Notably, their data didn’t provide strong evidence to exclude apoptosis and non-necroptosis necrotic cell death pathways as also contributory to cell death in AD.
So, another study that would also be interesting would be to see a more global comparison of all different types of cell death, to see which markers correlate the strongest with AD neuropathologic changes.

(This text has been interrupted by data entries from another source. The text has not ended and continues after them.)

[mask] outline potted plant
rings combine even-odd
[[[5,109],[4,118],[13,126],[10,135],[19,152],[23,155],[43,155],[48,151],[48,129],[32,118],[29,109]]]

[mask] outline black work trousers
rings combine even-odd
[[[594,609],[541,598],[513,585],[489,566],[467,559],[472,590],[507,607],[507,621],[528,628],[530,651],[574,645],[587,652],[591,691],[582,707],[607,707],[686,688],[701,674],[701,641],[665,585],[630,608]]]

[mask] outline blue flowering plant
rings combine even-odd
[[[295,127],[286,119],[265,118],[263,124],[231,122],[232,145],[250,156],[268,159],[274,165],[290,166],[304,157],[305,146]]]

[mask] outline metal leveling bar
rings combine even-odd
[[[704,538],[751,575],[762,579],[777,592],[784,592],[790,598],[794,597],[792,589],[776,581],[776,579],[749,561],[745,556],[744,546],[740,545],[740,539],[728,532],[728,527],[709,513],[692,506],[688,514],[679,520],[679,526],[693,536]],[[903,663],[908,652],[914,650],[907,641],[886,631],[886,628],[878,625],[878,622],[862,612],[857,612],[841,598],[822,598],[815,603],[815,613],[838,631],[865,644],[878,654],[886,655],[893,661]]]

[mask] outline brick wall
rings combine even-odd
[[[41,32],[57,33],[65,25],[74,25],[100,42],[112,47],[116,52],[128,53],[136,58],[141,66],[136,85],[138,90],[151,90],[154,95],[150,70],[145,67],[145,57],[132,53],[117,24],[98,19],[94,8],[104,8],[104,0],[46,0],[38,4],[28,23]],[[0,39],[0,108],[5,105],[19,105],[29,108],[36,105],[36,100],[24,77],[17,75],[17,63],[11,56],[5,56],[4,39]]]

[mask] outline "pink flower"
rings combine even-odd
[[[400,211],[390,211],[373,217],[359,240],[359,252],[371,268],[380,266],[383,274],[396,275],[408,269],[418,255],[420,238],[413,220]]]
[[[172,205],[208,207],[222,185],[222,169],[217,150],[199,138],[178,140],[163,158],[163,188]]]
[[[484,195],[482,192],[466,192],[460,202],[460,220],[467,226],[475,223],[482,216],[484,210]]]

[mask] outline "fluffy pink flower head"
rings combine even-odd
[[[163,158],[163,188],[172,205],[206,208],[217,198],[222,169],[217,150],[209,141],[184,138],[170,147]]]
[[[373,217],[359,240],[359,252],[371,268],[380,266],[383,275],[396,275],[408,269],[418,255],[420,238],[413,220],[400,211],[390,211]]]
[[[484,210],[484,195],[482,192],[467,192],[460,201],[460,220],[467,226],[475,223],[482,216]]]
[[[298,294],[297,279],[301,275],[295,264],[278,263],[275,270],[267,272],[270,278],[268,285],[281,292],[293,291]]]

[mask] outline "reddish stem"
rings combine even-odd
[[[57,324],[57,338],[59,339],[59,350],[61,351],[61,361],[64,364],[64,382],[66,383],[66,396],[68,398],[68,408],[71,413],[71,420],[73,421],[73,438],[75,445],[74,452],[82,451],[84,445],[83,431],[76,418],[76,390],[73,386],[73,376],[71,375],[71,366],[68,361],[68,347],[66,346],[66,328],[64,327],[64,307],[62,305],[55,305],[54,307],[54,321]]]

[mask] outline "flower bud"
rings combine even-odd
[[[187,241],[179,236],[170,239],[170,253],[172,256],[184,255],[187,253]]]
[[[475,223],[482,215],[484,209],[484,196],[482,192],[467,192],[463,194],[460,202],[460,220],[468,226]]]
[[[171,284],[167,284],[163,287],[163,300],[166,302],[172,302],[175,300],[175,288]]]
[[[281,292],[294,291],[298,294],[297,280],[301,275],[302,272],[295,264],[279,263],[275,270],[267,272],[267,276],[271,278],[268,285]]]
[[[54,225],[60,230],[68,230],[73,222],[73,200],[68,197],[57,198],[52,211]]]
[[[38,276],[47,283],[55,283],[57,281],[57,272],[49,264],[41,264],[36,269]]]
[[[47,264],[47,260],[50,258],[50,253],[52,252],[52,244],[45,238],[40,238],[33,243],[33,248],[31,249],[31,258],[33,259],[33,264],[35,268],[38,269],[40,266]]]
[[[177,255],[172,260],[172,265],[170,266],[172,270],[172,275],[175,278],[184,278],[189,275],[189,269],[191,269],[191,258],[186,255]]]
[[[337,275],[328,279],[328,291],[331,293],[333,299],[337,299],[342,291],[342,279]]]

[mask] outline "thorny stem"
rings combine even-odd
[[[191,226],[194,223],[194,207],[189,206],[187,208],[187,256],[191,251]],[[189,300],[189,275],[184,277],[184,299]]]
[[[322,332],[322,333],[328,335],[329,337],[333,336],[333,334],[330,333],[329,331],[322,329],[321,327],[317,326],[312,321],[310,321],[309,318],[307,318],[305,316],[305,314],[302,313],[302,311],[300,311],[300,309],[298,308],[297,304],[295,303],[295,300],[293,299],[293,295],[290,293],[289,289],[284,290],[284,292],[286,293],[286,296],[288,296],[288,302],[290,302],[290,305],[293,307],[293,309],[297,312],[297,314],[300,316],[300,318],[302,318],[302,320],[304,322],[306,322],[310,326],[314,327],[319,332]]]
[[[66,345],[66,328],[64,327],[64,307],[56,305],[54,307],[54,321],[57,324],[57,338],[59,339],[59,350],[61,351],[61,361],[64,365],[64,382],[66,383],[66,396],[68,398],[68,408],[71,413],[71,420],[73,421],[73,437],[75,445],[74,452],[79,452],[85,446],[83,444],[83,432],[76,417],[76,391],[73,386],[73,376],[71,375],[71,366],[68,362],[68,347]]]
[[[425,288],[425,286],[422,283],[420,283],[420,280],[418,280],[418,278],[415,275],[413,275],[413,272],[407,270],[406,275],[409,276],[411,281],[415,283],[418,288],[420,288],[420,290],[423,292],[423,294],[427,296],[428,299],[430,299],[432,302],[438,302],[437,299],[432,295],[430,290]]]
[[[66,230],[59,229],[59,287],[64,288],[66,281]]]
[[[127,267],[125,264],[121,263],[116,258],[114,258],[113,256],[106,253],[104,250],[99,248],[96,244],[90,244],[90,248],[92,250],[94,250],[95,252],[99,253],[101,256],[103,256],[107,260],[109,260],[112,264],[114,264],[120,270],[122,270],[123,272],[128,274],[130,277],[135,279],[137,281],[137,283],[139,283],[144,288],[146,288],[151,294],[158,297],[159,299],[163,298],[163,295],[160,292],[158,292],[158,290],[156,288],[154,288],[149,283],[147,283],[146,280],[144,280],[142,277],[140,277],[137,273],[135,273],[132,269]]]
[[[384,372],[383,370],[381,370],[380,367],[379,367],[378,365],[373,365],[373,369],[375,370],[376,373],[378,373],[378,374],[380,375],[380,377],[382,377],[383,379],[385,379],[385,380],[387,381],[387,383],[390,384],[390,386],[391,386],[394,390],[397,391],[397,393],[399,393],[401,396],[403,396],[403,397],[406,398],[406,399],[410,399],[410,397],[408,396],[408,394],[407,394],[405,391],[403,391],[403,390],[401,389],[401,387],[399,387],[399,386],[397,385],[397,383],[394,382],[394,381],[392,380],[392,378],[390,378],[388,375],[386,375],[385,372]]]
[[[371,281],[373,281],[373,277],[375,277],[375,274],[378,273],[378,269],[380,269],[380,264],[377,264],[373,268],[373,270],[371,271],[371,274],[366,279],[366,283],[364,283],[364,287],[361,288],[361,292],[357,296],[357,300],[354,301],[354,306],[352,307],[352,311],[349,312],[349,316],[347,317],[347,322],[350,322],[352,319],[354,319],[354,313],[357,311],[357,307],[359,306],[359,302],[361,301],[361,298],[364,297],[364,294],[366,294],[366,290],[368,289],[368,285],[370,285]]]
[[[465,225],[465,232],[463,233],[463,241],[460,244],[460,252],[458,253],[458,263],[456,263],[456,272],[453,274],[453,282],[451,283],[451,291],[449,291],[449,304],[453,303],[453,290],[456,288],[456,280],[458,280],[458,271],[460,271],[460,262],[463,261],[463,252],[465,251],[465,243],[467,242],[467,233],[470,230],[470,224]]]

On the other hand, the authors note in their discussion that there is a lot of cross-talk between necrosis and apoptosis, which means that it may be difficult or not make sense to distinguish between them in this way.
Even if necroptosis is the mechanism of cell death in AD, that doesn’t mean that we can just turn off this cell death pathway and rescue neurons and memory. If anything, it suggests that the neurodegeneration itself is intentional, likely helpful to mitigate even more damage, and that changes to stop AD will have to occur much farther up to pathogenic cascade.
Still, it’s critical to understand exactly what is the pathway of degeneration in AD so that we can figure out what to target, and this study might be an important part of that.